VisorPhone。日本人が持つと、さらに大きく見える

 このため、現在ではPDAにイヤホンを付ける形が主流になっている。通話中にも画面を見ることができることもあり、主に業務用途において有望視されている。

 ソフトフロントでは、「KISARAソフトフォン for PDA」のターゲットを「ホットスポットと業務用途の2つ」としたうえで、メインはやはり企業だと話す。「PDAによるIP電話は、アプリケーションとコミュニケーションの連携が最大のメリット。営業や在庫管理など、構内通話の手段として既に導入に向けた交渉が進んでいる」。

 同様に、スカイウェイブもまず企業ユースを狙う。「営業・小売・製造、そして医療などの現場レベルから需要が大きく拡大していくものと見込んでいる」(同社)。

 しかし、コンシューマー市場を視野に入れた途端、状況は違ってくる。工場や倉庫の中であれば問題はないだろうが、道ばたでイヤホン通話をしていると、傍からは“独り言”のようにしか見えない。やはり、電話は電話の形で……というのが一般的な考え方だろう。NTT-MEがNECカスタマックスと組んで提供する「WAKWAKコール・ゴー・ゴー」の「USBフォン」、あるいはアイピートークと三菱電機が発表したIP電話「モバイルIP Talk」のように、キャリアが率先して電話機型の端末を開発する理由もここにある。

 また、PCほど煩雑ではないにせよ、OSやアプリケーションの操作が普及の障壁となる可能性も指摘されている。コンシューマー用途を考えた場合、PDAと電話の相性は決して良いとはいえない。

携帯とPDAの中間?

 実際のところ、PDAを使うメリットと限界を一番理解しているのは、当のPDA関連ベンダーたちだ。ソフトフロント、スカイウェイブともに「050」着信番号の利用を想定しているが、それが可能になったからといって一気にコンシューマーに市場が広がるとは考えていない。

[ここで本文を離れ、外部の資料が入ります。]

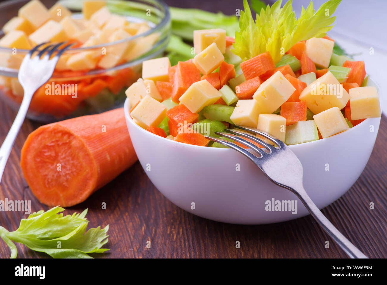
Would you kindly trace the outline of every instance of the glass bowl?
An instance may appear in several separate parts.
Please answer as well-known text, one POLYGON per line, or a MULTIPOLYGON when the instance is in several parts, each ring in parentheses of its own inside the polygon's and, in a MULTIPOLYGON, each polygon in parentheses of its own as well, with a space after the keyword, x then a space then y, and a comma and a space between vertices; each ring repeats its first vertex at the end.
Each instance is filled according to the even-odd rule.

 「コンシューマー需要はホットスポットの拡大がキーになるが、同時にユーザインタフェースも検討もを進めなければならない。これは、ハード&ソフトメーカー共通の課題だ」(ソフトフロントの藤沢竜志取締役)。


ソフトフロント営業担当取締役の藤沢竜志氏

 最近では、富士通の「Pocket LOOX」のように、マイクとスピーカーを電話に近い形に配置したり、日立製作所の「NPD-10JWL」のような無線LAN内蔵型も出ている。いずれもIP電話を想定したものだ。

 これらは基本的なPDAのフォームファクタから離れてはいない。しかし藤沢氏によると、この点の再検討も進んでいる模様だ。「PDAメーカーとの話し合いの中で、携帯電話とPDAの“間”に、普及する形があるという点で意見が一致した。次世代機、あるいは次々世代機として開発が進んでいる」という。

 アプリケーション連携などPDAのメリットを活かしつつ、携帯電話に近い使用感を実現する。そんなIP電話対応PDAが、近い将来登場するのかもしれない。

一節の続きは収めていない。